Suitable polyoxyalkylene nonionic detergents are condensation products of ethylene oxide with C8 to C20 primary or secondary linear aliphatic alcohols, with C6 to C12 alkyl phenols, or with C8 to C20 primary linear aliphatic amines, and particularly those having an average of from 5 to 20 ethenoxy units per molecule. Examples of such detergents are condensates of octanol with 8 to 20 mols ethylene oxide, of dodecanol with 6,8 or 20 mols ethylene oxide, of hexadecanol with 20 mols ethylene oxide, and of octylphenol with 10 or 30 mols ethylene oxide. The polyoxyalkylene nonionic detergent will in general be one having an HLB of from 11 to 15. For ethylene oxide condensates of aliphatic alcohols the HLB can for practical purposes be calculated as the weight % of ethenoxy groups in the molecule divided by 5. The HLB of other types of nonionic detergents can be determined by methods known in the art. Preferably the nonionic detergent contains an average of from 5 to 15 ethenoxy groups. Nonionic detergents can include propenoxy units in the molecule provided the HLB of the detergent is satisfactory.
An insolubilising organic cationic compound is one whose cation reduces the solubility of polyacrylic acid. Suitable compounds having an insolubilising organic cation are quaternary ammonium salts and phosphonium salts, particularly those of the type that are well-known as cationic surfactants, especially those of the type that are relatively soluble and effective as cationic detergents, for instance cetyltrimethylammonium bromide, stearyltrimethylammonium chloride, and cetylpyridinium chloride, and also those that are water-insoluble and of the type that are well known as cationic fabric softeners, for instance distearyldimethylammonium chloride, di(coconut alkyl)dimethylammonium chloride and di(hardened tallow alkyl)dimethylammonium chloride and the corresponding acetates and methosulphates. The insolubilising organic cationic compound can be an amine with a pKa of less than 5.5, for example tallow alkyl amine. Such cationic surfactant compounds preferably have either one or two C12 to C20 linear alkyl groups, and these have the added advantage of conferring softening effects on fabrics when soil-release compositions of the invention incorporating them are used. Where a composition contains a cationic compound that is insoluble, it is a dispersion of the cationic compound in an aqueous solution of the complex. The water-soluble diamines utilised in the compositions of U.S. Pat. No. 3,821,147 can also be used. Mixtures of soluble and insoluble cationic compounds can be employed. Where the aqueous composition containing dissolved complex at acid pH also contains organic cationic compound in dispersion rather than in solution, it can be recognised when the complex is insolubilised on dilution of the composition with water at 20° C. and pH from 6 to 8 by observing the increase in turbidity, if necessary by using a suitable instrument.

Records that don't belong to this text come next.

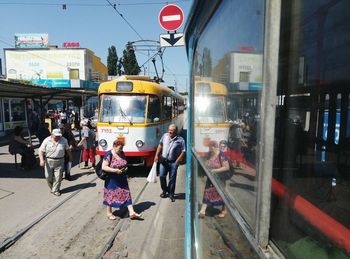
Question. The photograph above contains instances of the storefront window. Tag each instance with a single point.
(14, 113)
(226, 120)
(310, 213)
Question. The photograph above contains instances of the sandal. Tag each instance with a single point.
(136, 216)
(222, 214)
(111, 217)
(201, 215)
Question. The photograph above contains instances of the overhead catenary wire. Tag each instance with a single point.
(93, 5)
(127, 22)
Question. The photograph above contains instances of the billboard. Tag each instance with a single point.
(31, 40)
(45, 64)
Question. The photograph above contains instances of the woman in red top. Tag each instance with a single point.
(218, 163)
(116, 187)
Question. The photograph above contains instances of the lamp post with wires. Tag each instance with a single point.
(154, 51)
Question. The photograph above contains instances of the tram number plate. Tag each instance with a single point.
(116, 130)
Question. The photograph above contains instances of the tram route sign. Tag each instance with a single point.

The proportion of polycarboxylate polymer to polyoxyalkylene nonionic detergent in the complex is expressed in the requirement of from 0.1 to 1.2 molar equivalents of the nonionic detergent for each carboxylic acid group of the polymer. Preferably the proportion is such as to give from 0.4 to 0.9 molar equivalents: care should be taken to avoid such an excess of nonionic detergent that the complex is solubilised when the composition is diluted with the water to 0.005% concentration of polymer.

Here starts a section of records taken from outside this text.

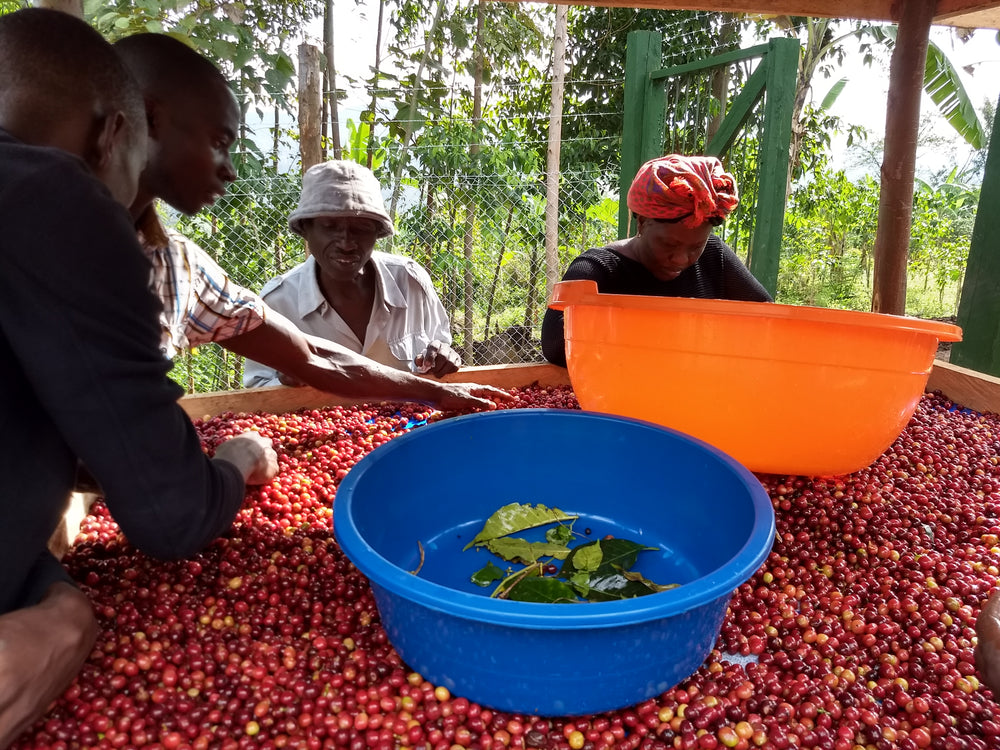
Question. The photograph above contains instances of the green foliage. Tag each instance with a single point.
(244, 39)
(595, 570)
(943, 85)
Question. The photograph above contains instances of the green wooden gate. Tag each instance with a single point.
(979, 308)
(698, 121)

The amount of insolubilising organic cationic compound required to precipitate the complex when the composition is diluted with water at 20° C. and pH from 6 to 8 will depend on the specific complex employed, the excess of nonionic detergent present, and the specific organic cationic compound used, and can be determined in each instance by a process of simple testing. In general it will be such as to combine with the carboxylic acid groups of the polymer without displacing so much of the complexed nonionic detergent that the amount of this that is precipitated when the pH rises on dilution with water is seriously reduced. Where the cationic compound is soluble the amount employed will be within the range from 0.05 to 0.9 molar equivalents for each carboxylic acid group of the polymer. The amount of cationic compound required may be increased where it is present as insoluble particles. Usually the total amount of cationic organic compound will be from 1 to 6% by weight of the composition. Where a polycarboxylate polymer contaning ester groups is employed it may be necessary to allow for any slow hydrolysis which occurs under the acid pH conditions by choosing an amount of cationic compound which compensates for such hydrolysis.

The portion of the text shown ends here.